I nearly drove the SUV into the side of the covered bridge and wondered if Lex would be able to pull us all out of that creek. Thank goodness that it wasn’t the rainy season. The tires may get soaked, but we would most likely just end up with–
I swerved back onto the middle of the bridge and silently berated myself for letting my thoughts get away from me.
“Uh, sorry. Lorrie, what did your friend say?”
“Pam said that we could just be the pigments of someone else’s imagination.”
“Figment, Lorrie, pigment is what those freckles on your nose are.”
“Figment. Mom, what about it?”
“What about what?” Okay, I have to admit that Lorrie’s question took me off guard. It’s a question I have asked myself and never really came to a satisfying conclusion.
“Lorrie, do you feel real? When you touch things, can you feel them? Do you taste the food you eat? Do you smell Freckles wet fur when she comes in out of the rain? What do you think?”
“I guess I’m real, then.” She took a moment to think about it further as we came closer to the house. “But what if all those things are what someone imagines we’d feel and taste and smell?”
I brought the Expedition to a stop and turned off the engine. As the girls gathered their things up, I began to think that maybe Lorrie was on to something.
A little while later, Lex joined me in the kitchen as I put the final touches on dinner. I told her about the conversation in the SUV earlier and that I thought Lorrie would make a fine philosopher.
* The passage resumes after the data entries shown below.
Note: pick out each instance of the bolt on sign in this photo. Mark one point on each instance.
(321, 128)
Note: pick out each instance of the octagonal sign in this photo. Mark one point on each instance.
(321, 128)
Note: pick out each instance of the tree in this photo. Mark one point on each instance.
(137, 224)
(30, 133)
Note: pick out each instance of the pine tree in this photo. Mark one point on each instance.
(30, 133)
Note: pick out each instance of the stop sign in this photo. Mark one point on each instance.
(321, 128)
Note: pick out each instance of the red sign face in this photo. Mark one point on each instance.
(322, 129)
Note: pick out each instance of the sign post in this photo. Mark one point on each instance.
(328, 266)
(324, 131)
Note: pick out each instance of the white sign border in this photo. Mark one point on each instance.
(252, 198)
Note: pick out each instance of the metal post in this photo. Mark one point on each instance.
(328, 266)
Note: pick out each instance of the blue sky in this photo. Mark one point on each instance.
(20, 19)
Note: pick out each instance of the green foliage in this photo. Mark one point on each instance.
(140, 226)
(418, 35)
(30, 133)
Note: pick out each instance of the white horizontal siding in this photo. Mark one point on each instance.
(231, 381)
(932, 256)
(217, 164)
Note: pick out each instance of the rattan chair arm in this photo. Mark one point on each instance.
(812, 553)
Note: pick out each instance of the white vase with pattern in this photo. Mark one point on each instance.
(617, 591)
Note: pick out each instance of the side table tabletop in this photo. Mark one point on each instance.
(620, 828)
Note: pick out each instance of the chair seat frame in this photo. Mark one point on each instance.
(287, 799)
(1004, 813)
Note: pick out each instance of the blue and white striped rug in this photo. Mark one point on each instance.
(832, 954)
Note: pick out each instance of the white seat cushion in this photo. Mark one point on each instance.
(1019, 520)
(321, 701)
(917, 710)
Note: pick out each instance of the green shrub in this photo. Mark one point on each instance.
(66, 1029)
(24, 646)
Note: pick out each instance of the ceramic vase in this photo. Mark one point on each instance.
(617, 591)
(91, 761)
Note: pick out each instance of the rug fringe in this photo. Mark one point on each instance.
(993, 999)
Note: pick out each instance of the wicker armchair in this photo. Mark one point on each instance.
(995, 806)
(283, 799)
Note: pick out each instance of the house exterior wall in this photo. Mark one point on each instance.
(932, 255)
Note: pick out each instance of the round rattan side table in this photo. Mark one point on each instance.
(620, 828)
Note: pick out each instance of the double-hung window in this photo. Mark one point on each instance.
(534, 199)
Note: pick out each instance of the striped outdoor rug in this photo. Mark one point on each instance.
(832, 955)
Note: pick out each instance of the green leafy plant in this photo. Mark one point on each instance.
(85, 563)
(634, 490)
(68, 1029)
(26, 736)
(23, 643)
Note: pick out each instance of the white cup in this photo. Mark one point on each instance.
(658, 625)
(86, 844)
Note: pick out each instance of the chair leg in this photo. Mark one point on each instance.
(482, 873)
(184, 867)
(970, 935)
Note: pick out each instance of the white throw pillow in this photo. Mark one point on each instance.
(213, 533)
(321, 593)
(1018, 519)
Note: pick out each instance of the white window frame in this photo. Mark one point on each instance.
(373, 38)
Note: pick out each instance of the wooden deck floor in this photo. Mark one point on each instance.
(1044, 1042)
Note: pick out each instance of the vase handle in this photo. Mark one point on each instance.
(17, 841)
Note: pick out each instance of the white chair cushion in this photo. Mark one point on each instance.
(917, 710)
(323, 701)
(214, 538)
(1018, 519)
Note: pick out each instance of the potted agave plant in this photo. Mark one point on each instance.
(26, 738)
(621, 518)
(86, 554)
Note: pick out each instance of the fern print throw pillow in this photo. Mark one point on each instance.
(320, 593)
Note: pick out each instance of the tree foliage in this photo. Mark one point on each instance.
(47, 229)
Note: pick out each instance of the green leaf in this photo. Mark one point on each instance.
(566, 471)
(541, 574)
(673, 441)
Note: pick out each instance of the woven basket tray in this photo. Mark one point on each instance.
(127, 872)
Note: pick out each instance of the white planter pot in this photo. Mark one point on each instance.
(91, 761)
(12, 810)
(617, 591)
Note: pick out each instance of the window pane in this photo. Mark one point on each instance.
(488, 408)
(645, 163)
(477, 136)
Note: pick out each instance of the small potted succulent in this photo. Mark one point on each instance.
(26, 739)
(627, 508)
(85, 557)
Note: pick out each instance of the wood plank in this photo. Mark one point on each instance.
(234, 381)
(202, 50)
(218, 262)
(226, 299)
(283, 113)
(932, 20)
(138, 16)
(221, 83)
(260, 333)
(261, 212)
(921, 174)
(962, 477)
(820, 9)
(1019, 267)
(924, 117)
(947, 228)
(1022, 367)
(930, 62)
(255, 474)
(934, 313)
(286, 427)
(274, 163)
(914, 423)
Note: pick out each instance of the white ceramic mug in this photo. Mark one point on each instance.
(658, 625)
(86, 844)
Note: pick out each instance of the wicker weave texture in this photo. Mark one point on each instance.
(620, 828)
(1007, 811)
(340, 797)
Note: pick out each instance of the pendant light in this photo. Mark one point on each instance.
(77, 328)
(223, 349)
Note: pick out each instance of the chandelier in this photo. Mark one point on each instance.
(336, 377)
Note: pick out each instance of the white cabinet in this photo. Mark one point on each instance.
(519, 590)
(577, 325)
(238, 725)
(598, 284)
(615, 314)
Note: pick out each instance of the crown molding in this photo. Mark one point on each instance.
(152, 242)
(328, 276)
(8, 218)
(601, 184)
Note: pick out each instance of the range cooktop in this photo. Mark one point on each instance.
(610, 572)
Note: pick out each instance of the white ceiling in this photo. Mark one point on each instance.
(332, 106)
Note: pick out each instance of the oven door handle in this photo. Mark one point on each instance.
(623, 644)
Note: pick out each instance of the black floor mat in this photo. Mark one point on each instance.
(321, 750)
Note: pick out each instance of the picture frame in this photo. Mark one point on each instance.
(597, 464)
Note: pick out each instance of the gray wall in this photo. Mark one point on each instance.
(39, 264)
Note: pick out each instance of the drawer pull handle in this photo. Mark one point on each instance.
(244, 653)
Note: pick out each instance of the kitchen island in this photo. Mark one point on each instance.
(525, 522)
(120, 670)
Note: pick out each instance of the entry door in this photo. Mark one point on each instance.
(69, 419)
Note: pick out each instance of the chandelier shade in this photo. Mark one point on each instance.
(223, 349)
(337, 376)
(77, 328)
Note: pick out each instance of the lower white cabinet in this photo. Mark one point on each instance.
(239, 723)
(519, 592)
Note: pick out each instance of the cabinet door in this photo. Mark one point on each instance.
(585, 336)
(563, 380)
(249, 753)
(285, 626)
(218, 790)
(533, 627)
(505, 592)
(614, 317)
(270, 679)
“And rancher. Remember, she wants to run the ranch when she gets old enough.” Lex nabbed a piece of pot roast and popped it in her mouth. Her eyes closed in pleasure as she chewed the succulent meat. “Mmm, yummy!” She reached for another tidbit and I smacked her hand.
“Wait until dinner. Why don’t you go call the girls and have them wash up for dinner, honey?”
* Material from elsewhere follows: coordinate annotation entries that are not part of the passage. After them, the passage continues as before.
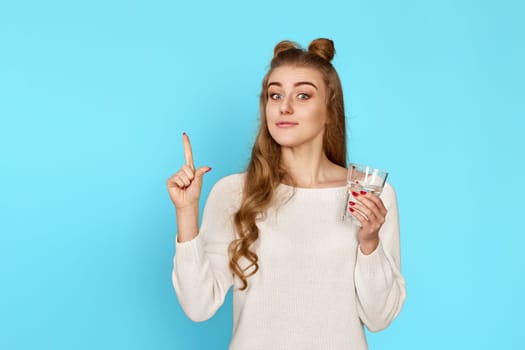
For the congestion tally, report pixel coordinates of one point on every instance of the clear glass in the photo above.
(362, 178)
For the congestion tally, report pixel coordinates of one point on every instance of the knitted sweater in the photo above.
(314, 289)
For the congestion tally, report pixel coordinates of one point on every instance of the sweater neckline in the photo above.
(337, 188)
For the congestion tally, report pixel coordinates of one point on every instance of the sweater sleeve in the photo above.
(201, 276)
(379, 284)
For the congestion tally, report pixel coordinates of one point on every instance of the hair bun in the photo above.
(323, 48)
(284, 46)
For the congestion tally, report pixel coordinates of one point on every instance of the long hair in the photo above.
(265, 171)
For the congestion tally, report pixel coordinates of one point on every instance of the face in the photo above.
(296, 112)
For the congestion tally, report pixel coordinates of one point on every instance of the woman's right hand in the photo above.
(184, 187)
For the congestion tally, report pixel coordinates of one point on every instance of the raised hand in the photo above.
(184, 187)
(371, 212)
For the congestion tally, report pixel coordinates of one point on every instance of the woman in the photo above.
(303, 278)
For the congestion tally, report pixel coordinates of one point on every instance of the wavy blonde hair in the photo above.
(265, 171)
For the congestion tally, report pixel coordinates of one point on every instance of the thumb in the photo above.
(199, 173)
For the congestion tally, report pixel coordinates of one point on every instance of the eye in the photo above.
(303, 96)
(275, 96)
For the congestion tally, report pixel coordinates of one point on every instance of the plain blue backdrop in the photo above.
(94, 97)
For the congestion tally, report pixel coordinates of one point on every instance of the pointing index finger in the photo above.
(188, 156)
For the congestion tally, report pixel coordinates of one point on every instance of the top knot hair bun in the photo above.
(323, 48)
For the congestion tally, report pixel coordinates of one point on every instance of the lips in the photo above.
(285, 124)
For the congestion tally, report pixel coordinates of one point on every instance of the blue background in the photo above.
(94, 96)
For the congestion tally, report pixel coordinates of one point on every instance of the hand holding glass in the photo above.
(362, 178)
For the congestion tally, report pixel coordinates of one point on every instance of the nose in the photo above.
(286, 106)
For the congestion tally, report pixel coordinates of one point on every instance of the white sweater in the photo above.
(314, 288)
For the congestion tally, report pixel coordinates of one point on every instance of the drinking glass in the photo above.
(362, 178)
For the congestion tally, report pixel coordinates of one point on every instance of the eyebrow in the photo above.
(295, 85)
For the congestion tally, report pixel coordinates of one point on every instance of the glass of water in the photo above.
(362, 178)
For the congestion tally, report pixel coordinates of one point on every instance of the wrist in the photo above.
(369, 246)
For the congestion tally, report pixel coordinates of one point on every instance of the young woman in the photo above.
(302, 277)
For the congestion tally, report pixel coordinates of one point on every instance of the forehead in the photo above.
(288, 75)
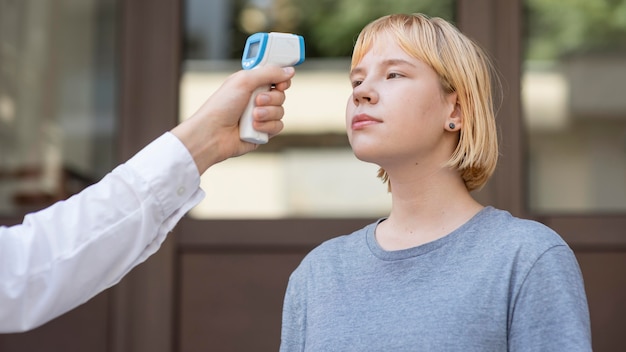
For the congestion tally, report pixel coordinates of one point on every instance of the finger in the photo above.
(270, 98)
(282, 86)
(268, 113)
(272, 127)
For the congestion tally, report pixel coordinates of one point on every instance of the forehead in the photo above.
(380, 43)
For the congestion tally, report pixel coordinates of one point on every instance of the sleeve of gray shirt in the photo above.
(547, 314)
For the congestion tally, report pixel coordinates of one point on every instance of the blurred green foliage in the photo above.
(331, 26)
(557, 28)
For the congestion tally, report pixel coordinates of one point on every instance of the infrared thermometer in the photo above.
(282, 49)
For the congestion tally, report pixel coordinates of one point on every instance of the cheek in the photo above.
(349, 112)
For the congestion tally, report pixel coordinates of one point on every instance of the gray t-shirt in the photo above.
(498, 283)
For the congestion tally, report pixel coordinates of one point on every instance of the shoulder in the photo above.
(502, 227)
(340, 249)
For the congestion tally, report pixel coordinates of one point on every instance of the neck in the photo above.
(425, 209)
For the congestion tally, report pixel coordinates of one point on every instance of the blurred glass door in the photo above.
(57, 99)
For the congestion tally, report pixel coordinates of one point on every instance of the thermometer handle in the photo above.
(246, 131)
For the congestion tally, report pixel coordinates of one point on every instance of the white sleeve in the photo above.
(62, 256)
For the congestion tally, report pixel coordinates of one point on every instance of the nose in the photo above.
(364, 93)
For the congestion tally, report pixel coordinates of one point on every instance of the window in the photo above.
(574, 105)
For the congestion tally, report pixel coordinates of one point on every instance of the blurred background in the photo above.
(84, 84)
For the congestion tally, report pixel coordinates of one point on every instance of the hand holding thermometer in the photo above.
(282, 49)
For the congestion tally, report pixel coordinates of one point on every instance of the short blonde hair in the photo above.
(464, 68)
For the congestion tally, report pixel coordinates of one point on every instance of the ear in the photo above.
(454, 122)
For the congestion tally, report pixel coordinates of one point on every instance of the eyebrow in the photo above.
(385, 63)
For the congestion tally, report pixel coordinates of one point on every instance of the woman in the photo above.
(441, 272)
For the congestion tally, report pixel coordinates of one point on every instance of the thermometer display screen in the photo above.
(253, 50)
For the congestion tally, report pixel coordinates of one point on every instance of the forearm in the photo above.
(64, 255)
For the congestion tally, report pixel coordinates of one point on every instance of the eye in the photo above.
(356, 83)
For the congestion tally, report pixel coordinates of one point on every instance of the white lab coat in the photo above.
(62, 256)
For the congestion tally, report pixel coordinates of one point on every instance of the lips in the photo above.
(362, 120)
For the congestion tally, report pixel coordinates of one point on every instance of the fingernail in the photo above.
(261, 112)
(263, 99)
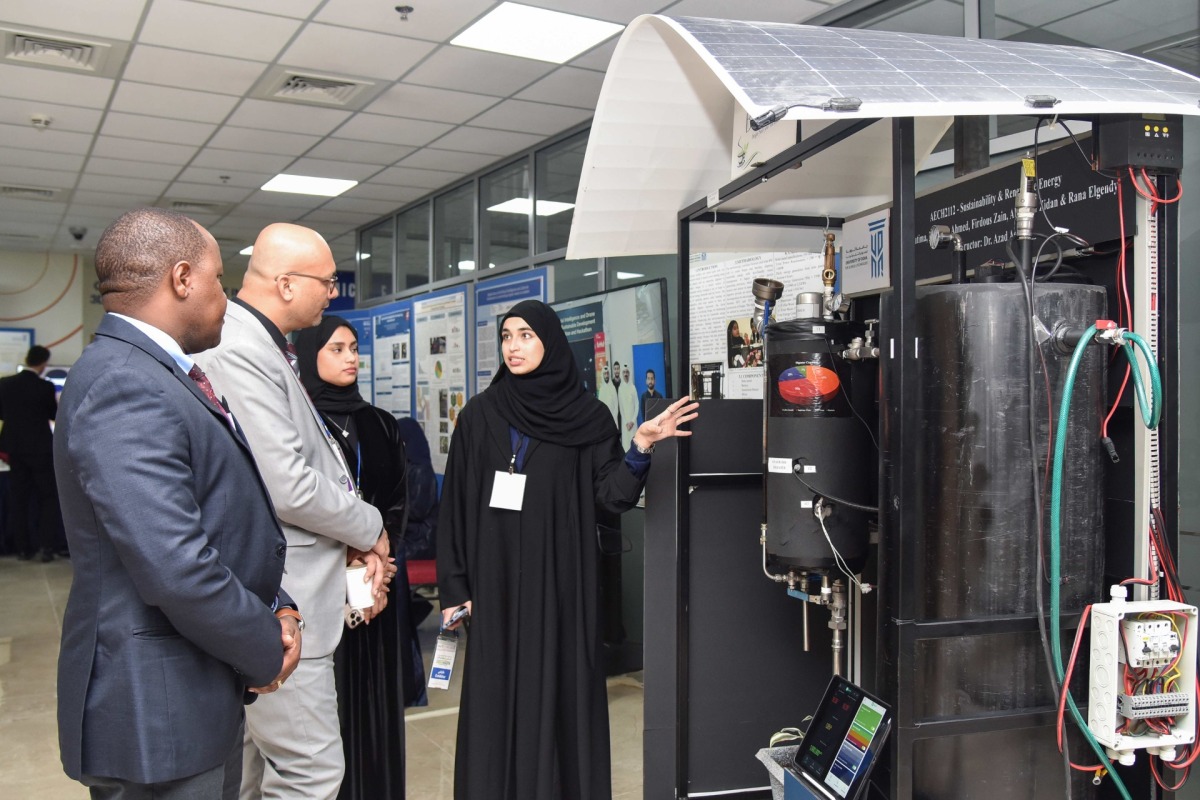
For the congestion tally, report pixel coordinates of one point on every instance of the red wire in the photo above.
(1071, 668)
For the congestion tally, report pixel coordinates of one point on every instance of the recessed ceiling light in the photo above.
(522, 204)
(306, 185)
(537, 34)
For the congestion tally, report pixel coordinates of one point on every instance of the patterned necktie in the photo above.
(293, 359)
(202, 380)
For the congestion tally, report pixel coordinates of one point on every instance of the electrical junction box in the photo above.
(1143, 667)
(1153, 142)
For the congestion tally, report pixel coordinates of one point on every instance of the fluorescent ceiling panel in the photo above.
(307, 185)
(522, 205)
(535, 34)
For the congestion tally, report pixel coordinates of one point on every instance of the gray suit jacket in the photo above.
(303, 468)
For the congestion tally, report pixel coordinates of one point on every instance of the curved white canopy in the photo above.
(661, 137)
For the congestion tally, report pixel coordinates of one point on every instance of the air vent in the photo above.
(198, 206)
(29, 192)
(331, 91)
(318, 90)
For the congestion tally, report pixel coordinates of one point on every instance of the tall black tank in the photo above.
(815, 435)
(979, 524)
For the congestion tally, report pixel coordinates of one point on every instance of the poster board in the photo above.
(721, 305)
(623, 329)
(439, 350)
(393, 358)
(493, 299)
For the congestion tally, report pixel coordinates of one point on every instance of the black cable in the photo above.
(833, 499)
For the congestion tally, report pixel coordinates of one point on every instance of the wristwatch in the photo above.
(293, 613)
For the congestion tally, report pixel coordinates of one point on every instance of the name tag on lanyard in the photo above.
(508, 488)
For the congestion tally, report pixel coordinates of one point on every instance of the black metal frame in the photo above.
(900, 629)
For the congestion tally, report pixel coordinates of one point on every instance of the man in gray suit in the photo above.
(293, 741)
(178, 555)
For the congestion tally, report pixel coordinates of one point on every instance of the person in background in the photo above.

Lex grinned at me. “Why don’t we imagine we called them for dinner, but they weren’t hungry and left all this wonderful pot roast for me?”
“You’re incorrigible, Lex.”
“I imagine so.”
“Be nice or you can imagine what happens in the bedroom tonight, all by yourself.”
“LORRIE! MEL! DINNER!”
Then Lex scooped me up in her arms and started nibbling on my neck.
Real. Definitely real.
June 7, 2011
It constantly amazes me how someone as intelligent, accomplished, and business savvy as my wife can be such a menace in the kitchen. Today, I have the stomach flu and was too sick this morning to take care of things at home. Martha also had been under the weather and sent Charlie over to tell us that we were on our own.
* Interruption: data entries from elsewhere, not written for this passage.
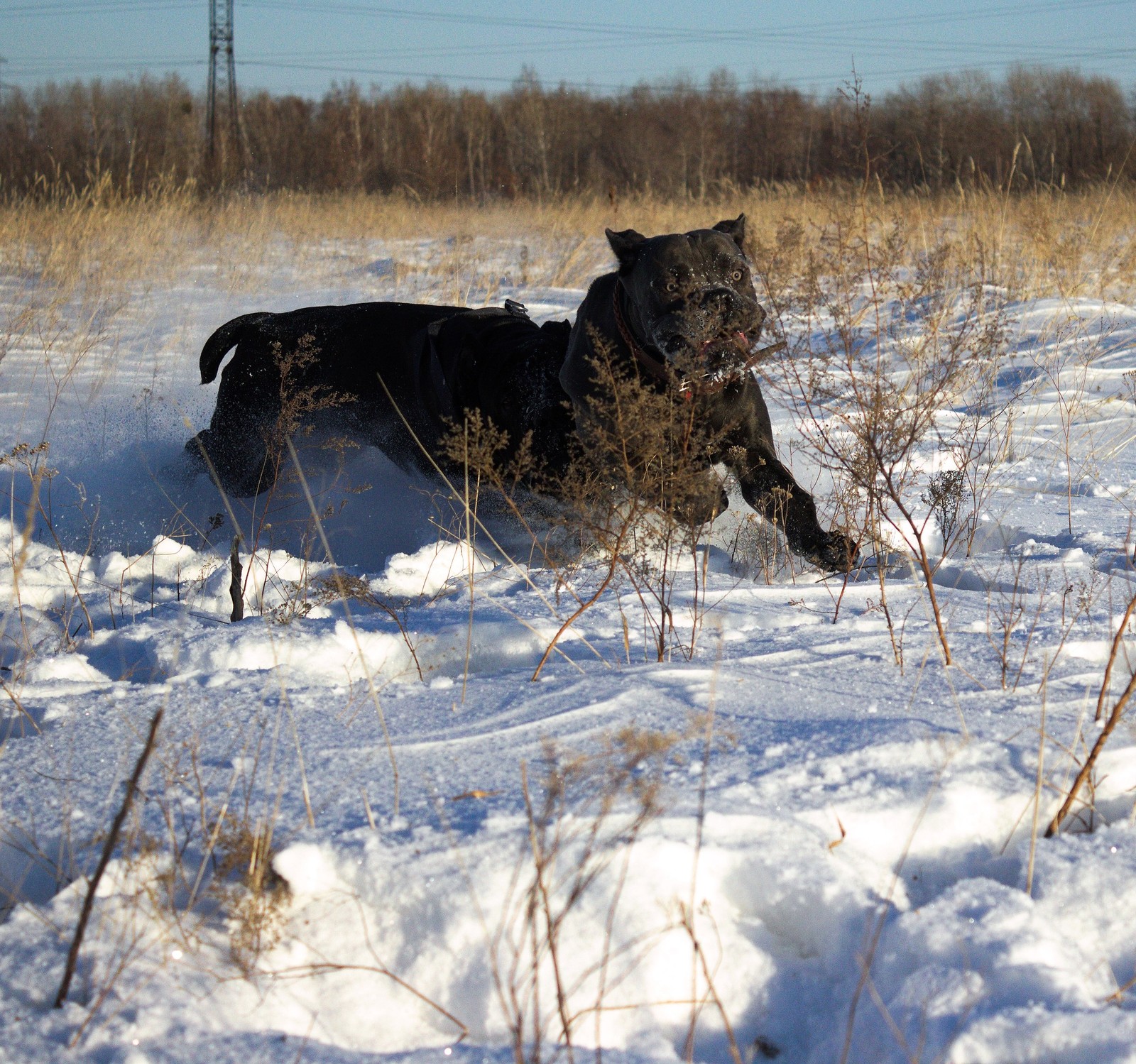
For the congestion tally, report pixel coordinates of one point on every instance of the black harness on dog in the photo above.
(709, 384)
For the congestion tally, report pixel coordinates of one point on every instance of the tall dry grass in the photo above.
(90, 242)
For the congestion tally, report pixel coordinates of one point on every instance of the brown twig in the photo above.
(1110, 725)
(108, 848)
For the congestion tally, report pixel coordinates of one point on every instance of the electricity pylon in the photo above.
(221, 39)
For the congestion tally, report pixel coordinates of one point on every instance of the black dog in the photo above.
(682, 312)
(391, 375)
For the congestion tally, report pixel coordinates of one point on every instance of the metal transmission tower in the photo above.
(221, 39)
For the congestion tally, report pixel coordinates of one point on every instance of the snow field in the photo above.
(857, 818)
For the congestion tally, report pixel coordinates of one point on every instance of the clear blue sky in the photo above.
(306, 45)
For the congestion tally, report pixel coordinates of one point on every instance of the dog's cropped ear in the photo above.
(734, 229)
(626, 246)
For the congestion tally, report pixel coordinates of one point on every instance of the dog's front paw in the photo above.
(836, 552)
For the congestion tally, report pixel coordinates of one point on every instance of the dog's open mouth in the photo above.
(724, 356)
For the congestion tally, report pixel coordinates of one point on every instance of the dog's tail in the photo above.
(219, 344)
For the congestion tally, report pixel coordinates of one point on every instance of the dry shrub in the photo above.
(636, 495)
(584, 812)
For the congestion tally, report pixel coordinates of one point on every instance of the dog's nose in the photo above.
(719, 297)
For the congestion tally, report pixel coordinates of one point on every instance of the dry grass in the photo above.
(1043, 242)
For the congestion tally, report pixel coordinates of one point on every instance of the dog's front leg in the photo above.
(770, 490)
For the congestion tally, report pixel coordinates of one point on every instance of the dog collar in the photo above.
(687, 386)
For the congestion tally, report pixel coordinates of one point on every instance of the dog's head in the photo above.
(690, 295)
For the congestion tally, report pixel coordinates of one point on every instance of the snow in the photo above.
(848, 843)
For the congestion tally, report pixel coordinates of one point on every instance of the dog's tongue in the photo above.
(736, 340)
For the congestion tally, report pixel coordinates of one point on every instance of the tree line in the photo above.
(1035, 126)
Rather than call in the reinforcements, a.k.a. my Grandma and Grandpa Cauble, Lex took the day off and said, “It’s just feeding you guys. How hard can it be?”
I was too sick to try to talk her out of it. The kids were happily setting their mom up for failure, too.
“How about oatmeal, Momma?”
“And raisin toast.”
Baby Eddie didn’t say anything. He just sat there in his highchair making spit bubbles and laughing.
Before she had even begun to boil water, the girls were covering their ears and admonishing their mom about the words coming out of her mouth.
I suppose, for some individuals, cooking acts like a trigger for Tourettes-like behavior.
From the den, where I was lying down on the sofa, I could hear her say something about a pan, then getting the right pan, then why don’t we have the right pan for oatmeal, then a loud metal crash, loud cursing, something about why the right pan had to be all the way back in the cabinet, and a “Dammit Freckles!”
I heard the sound of the back door being slammed. More cursing. Sweeping sounds, children saying, “Oh Oh, Momma,” more cursing. And the smell of burnt toast and what I think was an oven mitt.
My Grandma and Grandpa hurried over to help take care of Baby Eddie and me. Lex loaded the other two kids in the car and headed to town for breakfast. If she’s smart, she’ll bring back lunch and dinner, too.